San Francisco and Los Angeles have already passed laws raising their minimum wages to $15 per hour. Now, in a victory for labor activists who were getting ready to put a $15 minimum wage on the ballot, the state is getting ready to follow suit:
According to a document obtained by The Times, the negotiated deal would boost California’s statewide minimum wage from $10 an hour to $10.50 on Jan. 1, 2017, with a 50-cent increase in 2018 and then $1-per-year increases through 2022. Businesses with fewer than 25 employees would have an extra year to comply, delaying their workers receiving a $15 hourly wage until 2023.
Future statewide minimum wage increases would be linked to inflation, but a governor would have the power to temporarily block some of the initial increases in the event of an economic downturn.
This would genuinely be terra incognita. The chart on the right shows the California minimum wage over the past 40 years, adjusted for inflation. An increase to $11 per hour in 2018 would return the state to slightly above its historical high point. Beyond that, however, the minimum wage goes far higher than it’s ever been.

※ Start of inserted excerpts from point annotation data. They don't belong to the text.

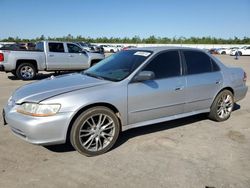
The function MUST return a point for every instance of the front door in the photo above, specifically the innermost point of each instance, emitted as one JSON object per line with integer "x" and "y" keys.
{"x": 161, "y": 97}
{"x": 204, "y": 81}
{"x": 56, "y": 58}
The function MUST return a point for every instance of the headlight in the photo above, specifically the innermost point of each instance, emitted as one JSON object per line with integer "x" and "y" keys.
{"x": 39, "y": 110}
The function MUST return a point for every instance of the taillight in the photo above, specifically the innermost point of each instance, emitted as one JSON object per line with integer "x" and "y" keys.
{"x": 245, "y": 77}
{"x": 1, "y": 57}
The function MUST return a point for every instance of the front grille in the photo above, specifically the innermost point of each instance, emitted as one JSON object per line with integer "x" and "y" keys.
{"x": 18, "y": 132}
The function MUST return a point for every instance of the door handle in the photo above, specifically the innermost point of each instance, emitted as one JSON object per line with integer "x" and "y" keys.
{"x": 179, "y": 88}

What effect will that have, especially in lower-wage areas outside the big cities? There’s no telling. It won’t be Armageddon, but it might not be entirely benign either. Small increases in the minimum wage seem to have little or no effect on employment, but this increase isn’t small, and it unquestionably gets us beyond merely catching up with past erosion in the minimum wage. A statewide minimum of $15 would be a brand new thing.
Kansas recently tried out full-bore right-wing economics, and it’s pretty much been a disaster. Now liberals are getting their chance in California. Come back in a decade and we’ll find out if left-wing economics does any better.